There is a current proposal to set out a minimum set of requirements for a fair and reasonable process; these are:
(a)         The employer’s processes will not be subject to pedantic scrutiny;
(b)         An employer’s resources will be taken into account;
(c)         The Employment Relations Authority and the Employment Court will consider whether a process has been fair and reasonable taking account of the following:
(i)                whether the employer has properly investigated the allegations
(ii)               whether the employer’s concerns have been properly communicated to the employee;
(iii)              whether the employee has had a reasonable opportunity to respond to any concerns the employer raised;
(iv)             whether the employer has considered (with an open mind) the employee’s explanation(s) before making a decision;
(v)               whether as a result of any deficiencies in the process undertaken by the employer there was a probability that the employee was unjustly treated.

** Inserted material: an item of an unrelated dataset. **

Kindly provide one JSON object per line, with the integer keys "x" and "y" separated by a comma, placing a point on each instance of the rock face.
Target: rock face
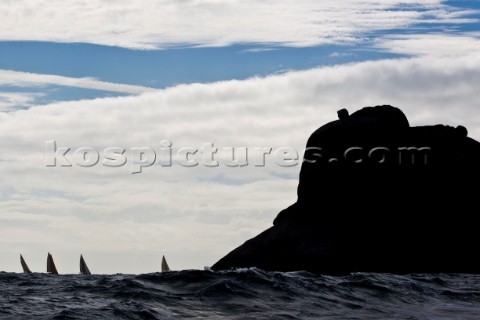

It seems to me that the government is trying to move from a judgment system mainly based on process to a judgment system based more upon the merits of a case. This is to be applauded especially when taken in concert with the previously discussed change to section 103 A where the employer will be judged upon what a fair and reasonable employer could have done rather that the current, rather restrictive situation, where they are judged on what a fair and reasonable employer would have done.
In all probability these changes will mean that an employers actions will be judged more against the particular facts of the case, rather than the application of a generic procedural approach.
With respect to redundancy situations the proposed change will not take away the requirement that consultation is mandatory in all redundancy situations.
We will keep you informed of when and how these changes will be implemented.